長崎県長崎市内にある墓地に正哉は来てきた。
小さな田舎の墓地だが、盆の時期であるためか他にも数組の墓参りに来た家族らしき人々の姿が見える。
正哉はといえば、祥哉と絵里奈、そしてアンネッテに囲まれている。よく晴れたこの猛暑の中、外にいると何もしなくても汗が流れ落ちる。
4人の前にある墓は正哉と祥哉の父方の親族、西家のものだ。今日は祥哉の家族であった西彰と西静子の墓参りに来たのだ。
正哉とアンネッテは日傘を差している。絵里奈はUVカットのニットカーディガンを羽織り、麦わら帽子を被って墓に供える花を持っている。
祥哉は紫外線対策など頭にないのか、タンクトップと半ズボン姿で持ってきた水のペットボトルを2本抱えている。最初その姿を見た正哉は夏休みの少年かと言いたくなってしまった。

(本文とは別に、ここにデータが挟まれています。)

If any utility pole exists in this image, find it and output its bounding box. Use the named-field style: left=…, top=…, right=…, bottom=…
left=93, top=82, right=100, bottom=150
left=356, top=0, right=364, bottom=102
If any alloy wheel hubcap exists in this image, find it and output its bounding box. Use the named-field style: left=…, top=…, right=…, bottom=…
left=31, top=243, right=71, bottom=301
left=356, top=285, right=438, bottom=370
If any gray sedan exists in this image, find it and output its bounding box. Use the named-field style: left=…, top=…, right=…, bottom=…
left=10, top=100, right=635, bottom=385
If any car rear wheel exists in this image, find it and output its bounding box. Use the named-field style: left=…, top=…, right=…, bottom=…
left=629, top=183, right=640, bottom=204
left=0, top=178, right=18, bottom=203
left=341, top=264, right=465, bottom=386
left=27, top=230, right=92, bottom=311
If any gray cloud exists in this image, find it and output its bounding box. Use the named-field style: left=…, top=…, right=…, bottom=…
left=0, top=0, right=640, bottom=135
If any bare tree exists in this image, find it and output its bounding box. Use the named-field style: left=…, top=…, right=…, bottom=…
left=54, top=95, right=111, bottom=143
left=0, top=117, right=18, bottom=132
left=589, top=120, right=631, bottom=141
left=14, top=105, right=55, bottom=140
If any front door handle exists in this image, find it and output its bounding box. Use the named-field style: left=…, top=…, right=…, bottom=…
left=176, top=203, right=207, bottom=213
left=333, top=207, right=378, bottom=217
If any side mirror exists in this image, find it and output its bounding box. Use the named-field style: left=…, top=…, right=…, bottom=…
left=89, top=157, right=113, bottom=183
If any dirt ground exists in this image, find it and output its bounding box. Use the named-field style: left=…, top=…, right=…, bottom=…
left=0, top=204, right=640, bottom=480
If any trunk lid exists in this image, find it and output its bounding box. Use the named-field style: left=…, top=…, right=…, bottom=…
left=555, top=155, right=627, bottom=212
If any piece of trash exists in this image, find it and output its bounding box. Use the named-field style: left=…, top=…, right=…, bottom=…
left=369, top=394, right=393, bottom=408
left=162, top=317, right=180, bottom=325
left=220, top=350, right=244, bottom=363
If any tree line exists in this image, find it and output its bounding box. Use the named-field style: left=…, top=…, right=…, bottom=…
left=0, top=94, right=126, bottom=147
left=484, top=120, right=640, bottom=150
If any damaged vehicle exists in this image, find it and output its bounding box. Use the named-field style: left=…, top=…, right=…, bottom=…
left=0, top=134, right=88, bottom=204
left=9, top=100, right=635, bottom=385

西家の墓は暫く誰も来ていないのか周囲に雑草が生え、花も供えられていない。祥哉の祖母、西静子は生前よくこの墓に来ていたが、彼女の没後頻繁に墓参りをする者はいなくなったらしい。
墓の側に生えた雑草を抜き始めた正哉の代わりに彼の日傘を持つアンネッテ。彼に日陰を作りながら口を開く。
『日本人はなんでこんな暑い時にお墓の掃除なんてする習慣作っちゃったのかしらねぇ』
『さぁね。昔はこんなに暑くなかったんじゃない?』
ドイツ語で話しかけられたので、正哉も反射的にドイツ語で返した。
すると正哉と一緒に草を抜いていた絵里奈がアンネッテに振り向いた。
「あ、またお母さんドイツ語使ったでしょ! 私達がいる時は禁止って言ったのに!」
「あら、えりちゃんごめんね。つい」
2人のやり取りに口元を緩めた正哉。
「ごめん絵里奈、私も無意識で」
以前の絵里奈はアンネッテが正哉にドイツ語で話しかけるのを咎めなかった。今はちゃんと意思疎通できるようにと正哉以外の家族がいる時はドイツ語を使うなと常々言っているようだ。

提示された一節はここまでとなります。